62 Aquilae

Observation data Epoch J2000 Equinox ICRS
- Constellation: Aquila
- Right ascension: 20^{h} 04^{m} 23.15078^{s}
- Declination: −00° 42′ 33.5106″
- Apparent magnitude (V): 5.67

Characteristics
- Evolutionary stage: red giant branch
- Spectral type: K4 III
- B−V color index: 1.301±0.005

Astrometry
- Radial velocity (R_{v}): +0.2±2.9 km/s
- Proper motion (μ): RA: −3.441 mas/yr Dec.: –118.101 mas/yr
- Parallax (π): 7.4356±0.0652 mas
- Distance: 439 ± 4 ly (134 ± 1 pc)
- Absolute magnitude (M_{V}): 0.14

Details
- Mass: 0.89±0.25 M_{☉}
- Radius: 22.89+0.94 −0.41 R_{☉}
- Luminosity: 153±3 L_{☉}
- Surface gravity (log g): 1.69±0.11 cgs
- Temperature: 4,246±92 K
- Metallicity [Fe/H]: −0.54±0.05 dex
- Age: 11.2+1.1 −1.0 Gyr
- Other designations: 62 Aql, BD−01°3887, GC 27832, HD 190299, HIP 98844, HR 7667, SAO 144045

Database references
- SIMBAD: data

= 62 Aquilae =

Star in the constellation Aquila

62 Aquilae is a single star located about 427 light years away from the Sun in the equatorial constellation of Aquila. 62 Aquilae is its Flamsteed designation. It is visible to the naked eye as a dim, orange-hued star with an apparent visual magnitude of 5.67.
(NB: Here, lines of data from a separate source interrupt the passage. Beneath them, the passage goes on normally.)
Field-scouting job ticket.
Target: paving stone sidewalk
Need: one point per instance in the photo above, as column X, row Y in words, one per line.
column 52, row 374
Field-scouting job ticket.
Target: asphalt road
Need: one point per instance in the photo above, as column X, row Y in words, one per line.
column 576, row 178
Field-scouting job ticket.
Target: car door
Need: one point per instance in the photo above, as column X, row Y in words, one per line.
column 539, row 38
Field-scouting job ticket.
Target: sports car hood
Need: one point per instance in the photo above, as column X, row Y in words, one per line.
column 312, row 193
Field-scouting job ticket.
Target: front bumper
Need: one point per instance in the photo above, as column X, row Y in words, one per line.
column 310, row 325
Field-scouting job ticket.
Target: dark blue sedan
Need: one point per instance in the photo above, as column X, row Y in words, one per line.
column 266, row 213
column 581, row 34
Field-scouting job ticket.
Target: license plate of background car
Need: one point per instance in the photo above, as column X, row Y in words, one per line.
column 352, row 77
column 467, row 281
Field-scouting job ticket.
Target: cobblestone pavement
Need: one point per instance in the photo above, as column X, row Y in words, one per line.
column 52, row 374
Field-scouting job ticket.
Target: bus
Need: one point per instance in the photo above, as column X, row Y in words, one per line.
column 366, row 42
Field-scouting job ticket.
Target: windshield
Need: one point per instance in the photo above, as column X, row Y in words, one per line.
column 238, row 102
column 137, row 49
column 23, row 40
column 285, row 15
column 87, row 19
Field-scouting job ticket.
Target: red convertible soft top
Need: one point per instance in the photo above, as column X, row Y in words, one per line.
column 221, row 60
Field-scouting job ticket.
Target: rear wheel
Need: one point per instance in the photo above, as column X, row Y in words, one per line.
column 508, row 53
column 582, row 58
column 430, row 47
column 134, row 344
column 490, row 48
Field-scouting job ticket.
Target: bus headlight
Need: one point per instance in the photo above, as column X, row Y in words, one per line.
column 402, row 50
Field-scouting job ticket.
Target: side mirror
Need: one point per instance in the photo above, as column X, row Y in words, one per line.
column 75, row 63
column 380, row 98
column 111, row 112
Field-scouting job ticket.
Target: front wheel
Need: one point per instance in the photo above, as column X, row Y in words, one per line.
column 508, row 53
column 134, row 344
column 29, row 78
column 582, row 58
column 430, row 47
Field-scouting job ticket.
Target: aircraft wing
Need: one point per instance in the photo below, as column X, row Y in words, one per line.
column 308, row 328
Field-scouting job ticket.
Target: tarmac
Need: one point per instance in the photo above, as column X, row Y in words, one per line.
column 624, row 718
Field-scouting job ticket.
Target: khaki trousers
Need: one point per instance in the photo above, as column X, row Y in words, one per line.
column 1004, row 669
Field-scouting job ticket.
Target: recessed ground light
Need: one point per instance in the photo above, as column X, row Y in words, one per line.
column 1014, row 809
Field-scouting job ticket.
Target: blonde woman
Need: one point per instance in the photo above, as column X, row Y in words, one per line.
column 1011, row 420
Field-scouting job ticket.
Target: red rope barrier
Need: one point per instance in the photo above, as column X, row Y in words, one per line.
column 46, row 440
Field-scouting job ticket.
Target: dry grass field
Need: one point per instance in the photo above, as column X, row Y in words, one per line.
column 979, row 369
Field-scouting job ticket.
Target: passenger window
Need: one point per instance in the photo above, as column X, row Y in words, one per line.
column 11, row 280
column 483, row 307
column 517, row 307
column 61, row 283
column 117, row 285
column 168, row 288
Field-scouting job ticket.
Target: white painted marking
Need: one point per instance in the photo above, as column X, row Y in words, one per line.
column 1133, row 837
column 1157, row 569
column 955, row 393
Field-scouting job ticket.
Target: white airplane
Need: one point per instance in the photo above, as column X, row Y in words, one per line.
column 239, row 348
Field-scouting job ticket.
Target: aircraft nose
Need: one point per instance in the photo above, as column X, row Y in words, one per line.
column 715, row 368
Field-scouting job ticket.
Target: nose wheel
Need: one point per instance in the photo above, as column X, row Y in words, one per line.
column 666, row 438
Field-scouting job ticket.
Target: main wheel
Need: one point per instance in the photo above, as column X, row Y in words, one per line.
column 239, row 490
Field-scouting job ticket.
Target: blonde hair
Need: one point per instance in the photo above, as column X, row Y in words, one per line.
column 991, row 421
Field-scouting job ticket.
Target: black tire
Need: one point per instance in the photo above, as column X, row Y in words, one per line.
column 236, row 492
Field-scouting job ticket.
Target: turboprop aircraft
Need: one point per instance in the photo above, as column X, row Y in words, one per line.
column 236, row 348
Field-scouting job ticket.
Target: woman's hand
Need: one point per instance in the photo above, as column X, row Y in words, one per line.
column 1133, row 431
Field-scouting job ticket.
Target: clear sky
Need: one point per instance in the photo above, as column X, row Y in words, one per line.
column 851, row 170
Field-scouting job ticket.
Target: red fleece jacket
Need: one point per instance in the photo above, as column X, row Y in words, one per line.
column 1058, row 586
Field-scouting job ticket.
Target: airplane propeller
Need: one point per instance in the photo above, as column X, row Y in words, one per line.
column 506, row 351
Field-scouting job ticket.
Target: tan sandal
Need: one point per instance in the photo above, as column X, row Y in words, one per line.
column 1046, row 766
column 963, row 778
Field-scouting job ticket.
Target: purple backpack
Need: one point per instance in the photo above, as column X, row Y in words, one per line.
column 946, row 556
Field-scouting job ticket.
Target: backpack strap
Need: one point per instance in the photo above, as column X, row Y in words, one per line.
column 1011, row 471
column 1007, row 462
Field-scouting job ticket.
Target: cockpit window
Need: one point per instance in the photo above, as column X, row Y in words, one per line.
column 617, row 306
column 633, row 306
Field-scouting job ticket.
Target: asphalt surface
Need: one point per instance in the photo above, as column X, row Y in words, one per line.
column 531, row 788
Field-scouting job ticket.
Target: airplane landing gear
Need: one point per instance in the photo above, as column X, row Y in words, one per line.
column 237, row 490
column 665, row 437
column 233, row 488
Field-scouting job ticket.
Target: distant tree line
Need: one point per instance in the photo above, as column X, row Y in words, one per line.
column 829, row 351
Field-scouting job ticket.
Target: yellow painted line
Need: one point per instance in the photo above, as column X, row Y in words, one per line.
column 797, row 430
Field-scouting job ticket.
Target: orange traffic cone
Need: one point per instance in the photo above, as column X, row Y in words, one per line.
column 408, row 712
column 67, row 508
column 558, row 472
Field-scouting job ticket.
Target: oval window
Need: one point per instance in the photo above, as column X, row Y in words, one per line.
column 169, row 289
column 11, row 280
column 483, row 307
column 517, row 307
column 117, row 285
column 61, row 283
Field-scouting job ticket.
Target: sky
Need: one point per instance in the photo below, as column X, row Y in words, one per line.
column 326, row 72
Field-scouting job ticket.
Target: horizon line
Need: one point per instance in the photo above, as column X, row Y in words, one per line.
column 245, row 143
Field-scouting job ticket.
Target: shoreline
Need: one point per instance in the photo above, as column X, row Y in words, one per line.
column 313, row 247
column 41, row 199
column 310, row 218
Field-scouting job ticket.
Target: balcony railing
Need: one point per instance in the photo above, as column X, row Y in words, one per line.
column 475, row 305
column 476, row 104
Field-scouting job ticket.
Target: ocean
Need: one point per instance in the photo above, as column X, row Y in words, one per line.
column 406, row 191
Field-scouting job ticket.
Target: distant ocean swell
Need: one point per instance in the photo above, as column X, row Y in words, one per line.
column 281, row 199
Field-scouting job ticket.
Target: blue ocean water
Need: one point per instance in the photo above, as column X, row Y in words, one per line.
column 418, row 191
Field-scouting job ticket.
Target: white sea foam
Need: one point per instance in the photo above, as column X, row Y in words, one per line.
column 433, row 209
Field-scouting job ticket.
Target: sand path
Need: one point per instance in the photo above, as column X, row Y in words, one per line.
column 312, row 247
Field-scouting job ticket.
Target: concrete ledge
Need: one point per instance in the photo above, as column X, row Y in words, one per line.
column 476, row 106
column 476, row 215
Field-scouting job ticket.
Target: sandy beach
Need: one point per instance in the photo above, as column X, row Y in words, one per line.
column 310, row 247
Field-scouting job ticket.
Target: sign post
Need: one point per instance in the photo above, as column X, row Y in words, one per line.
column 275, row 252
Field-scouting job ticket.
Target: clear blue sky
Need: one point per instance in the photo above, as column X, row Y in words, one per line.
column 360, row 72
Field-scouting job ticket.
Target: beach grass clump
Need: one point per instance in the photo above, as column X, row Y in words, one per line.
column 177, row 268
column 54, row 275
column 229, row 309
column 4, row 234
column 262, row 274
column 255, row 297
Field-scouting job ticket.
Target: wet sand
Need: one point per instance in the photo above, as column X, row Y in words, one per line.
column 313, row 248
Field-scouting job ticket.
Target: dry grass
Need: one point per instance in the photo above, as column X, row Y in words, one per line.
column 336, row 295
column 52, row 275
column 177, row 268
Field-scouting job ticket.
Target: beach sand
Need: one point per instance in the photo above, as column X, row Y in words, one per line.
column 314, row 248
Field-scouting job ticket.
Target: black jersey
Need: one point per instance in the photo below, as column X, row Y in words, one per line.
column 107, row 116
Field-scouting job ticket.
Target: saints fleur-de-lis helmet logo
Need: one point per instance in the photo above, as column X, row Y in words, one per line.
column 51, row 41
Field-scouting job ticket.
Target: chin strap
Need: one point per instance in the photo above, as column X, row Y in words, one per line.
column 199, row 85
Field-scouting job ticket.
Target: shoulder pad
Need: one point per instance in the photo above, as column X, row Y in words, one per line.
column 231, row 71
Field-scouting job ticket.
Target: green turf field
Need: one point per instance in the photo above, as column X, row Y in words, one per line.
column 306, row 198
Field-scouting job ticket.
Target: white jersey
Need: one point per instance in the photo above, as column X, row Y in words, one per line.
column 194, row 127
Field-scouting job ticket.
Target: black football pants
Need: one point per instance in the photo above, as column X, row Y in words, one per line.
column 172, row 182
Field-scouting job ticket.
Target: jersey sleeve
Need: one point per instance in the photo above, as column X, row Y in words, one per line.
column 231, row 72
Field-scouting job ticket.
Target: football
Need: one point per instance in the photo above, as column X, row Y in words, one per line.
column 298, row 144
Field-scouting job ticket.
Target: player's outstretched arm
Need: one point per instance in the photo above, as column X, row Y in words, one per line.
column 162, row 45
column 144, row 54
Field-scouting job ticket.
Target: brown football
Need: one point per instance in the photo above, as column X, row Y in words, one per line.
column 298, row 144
This is an aging giant star with a stellar classification of K4 III, having exhausted the supply of hydrogen at its core and expanded to 23 times the girth of the Sun. It is 11.2 billion years old with 0.89 times the Sun's mass. The star is radiating 153 times the luminosity of the Sun from its swollen photosphere at an effective temperature of 4,246 K.